Зрелище пляжа, покрытого изуродованными детскими телами – в этом фон Берне не желал признаваться даже себе, – произвело на него жуткое впечатление. В первый миг хотелось того урода, который сбросил бомбы на пароход, нет, не удушить, порвать на множество кровавых кусочков, причем ме-е-едленно. Чтоб помучился, гад. Это потом уже холодный разум убеждал своего владельца, что пилот британского «Mosquito» не знал, что или кто находится в трюмах корабля: люди, нефть, военные грузы для турецкой армии, или, например, грузинское вино. Человек просто выполнял поставленную задачу – топить все, что плавает. Знай он о пассажирах, отвернул бы, наверное, ручку штурвала, не сбросил бы свой смертоносный груз на старую калошу… Но это понимал разум. А руки-то все равно чесались.

– Ну, как там мой недоутопленник? – поинтересовался Дитер, входя в лазарет.

Лазаретом, конечно, это помещение можно было назвать весьма условно. Батальон прибыл в Герзе всего два дня назад и еще не обустроился в выделенном местной магистратурой, или как оно у турок называется (фон Берне мысленно поставил себе в памяти галочку рядом с галочкой про деревню), здании системы «барак», класс – «слабо благоустроенный», тип – «давно нежилой». И даже прекрасный песчаный пляж рядом с казармой не радовал, как и близость моря. Холодно, черт возьми! Март месяц. Какое уж тут загорать да купаться? Война, опять же…

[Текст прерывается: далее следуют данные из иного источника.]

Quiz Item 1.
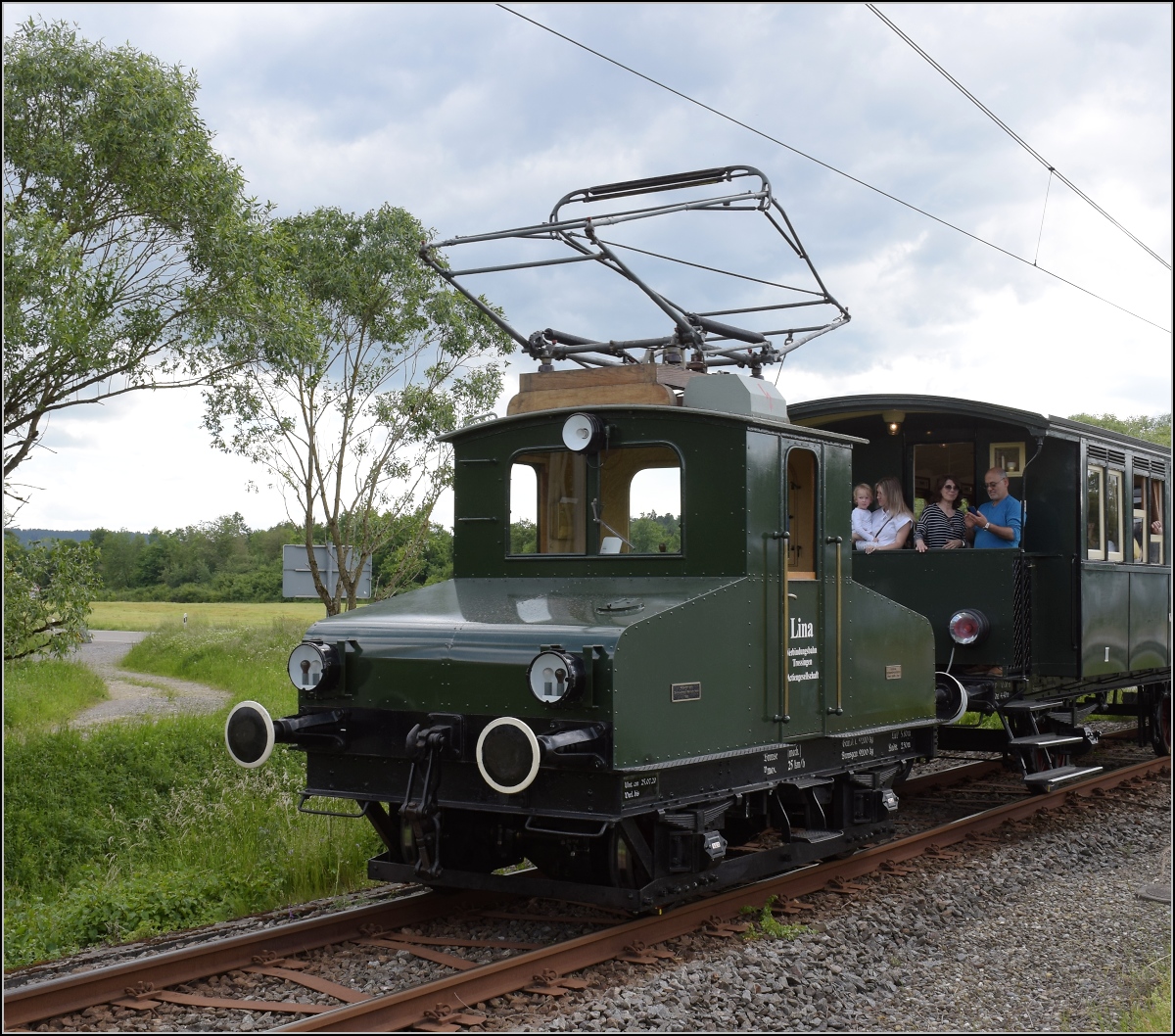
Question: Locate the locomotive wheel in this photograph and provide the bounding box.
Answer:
[1151,688,1171,755]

– Недурно, весьма и весьма недурно, – отозвался командующий этим заводом по оздоровлению Вермахта, штабсартц Рот. – Небольшая контузия, совсем пустяковая, ни заикаться, ни непроизвольно дергаться и мочиться в постель не будет. Ну, и некоторое сотрясение мозга. Два-три денька на койке проваляется и будет как новый. А с учетом того, какой он недокормленный – так и получше, пожалуй.

– Что, интендант Зюсс поставил парнишку на довольствие? – хмыкнул обер-лейтенант.

– Да куда б он делся? Приказ самого майора Шранка. Да и без приказа бы поставил, – врач махнул рукой. – Он же интендант, а не чудовище какое.

В том, что касается интендантов, Дитер имел прямо противоположное высказанному штабсартцем мнение, которое, впрочем, благоразумно оставил при себе.

– Ну, а сам парнишка что говорит про себя, Берко?

– Димо, ты меня прямо удивляешь. Откуда ж мне быть в курсе, если я по-русски знаю только три слова: Lenin, Stalin, tovarisch.

– А… как же ты его тогда опрашивал? – изумился фон Берне.

– А твой Бюндель на что? Вот через него и опрашивал.

«Похоже, скоро оберягер получит прозвище „стетоскоп“», – подумал Дитер.

– Он, между прочим, еще не ушел, – меж тем продолжил Бернард Рот. – Так что можешь сам спросить у юноши все, что тебе интересно. Как лечащий врач – не возражаю.


Герзе,

лазарет I-го батальона 100-го горного полка

12 марта 1940 года, 08 часов 35 минут

– Ну, молодой человек, как самочувствие? – преувеличенно бодро поинтересовался у паренька фон Берне. Оберягер Бюндель перевел вопрос, попытавшись изобразить интонацию.

«Боже ж ты мой, прав Берко, тысячу раз прав, – подумал обер-лейтенант. – Хоть отъестся мальчик. Вот же, без слез не взглянешь. Лысенький, тощенький – кожа да кости – ну ровно цыплак ощипанный. В чем душа держится-то? И ведь не потонул! Было б сало, понятно отчего, а при таком теловычитании, как у него, плавучесть должна быть отрицательной».

– Говорит, что вроде бы неплохо, только голова кружится и тошнит немного. Еще жалуется на небольшой звон в ушах, – сообщил Бюндель.

– Ну, это ерунда, – улыбнулся обер-лейтенант. – Сотрясение. Помню, на чемпионате по боксу между полками меня один бугай из «Великой Германии» так приложил, что я потом три дня пластом лежал. Врачи еще удивлялись, чему у меня там было сотрясаться?.. Курт, а вот переводить последнюю фразу было вовсе не обязательно. Так, о чем я? А, собственно, расскажите мне, как вы оказались на том корабле, куда плыли. Ну, и кто же вы действительно такой, Гейнц Гудериан?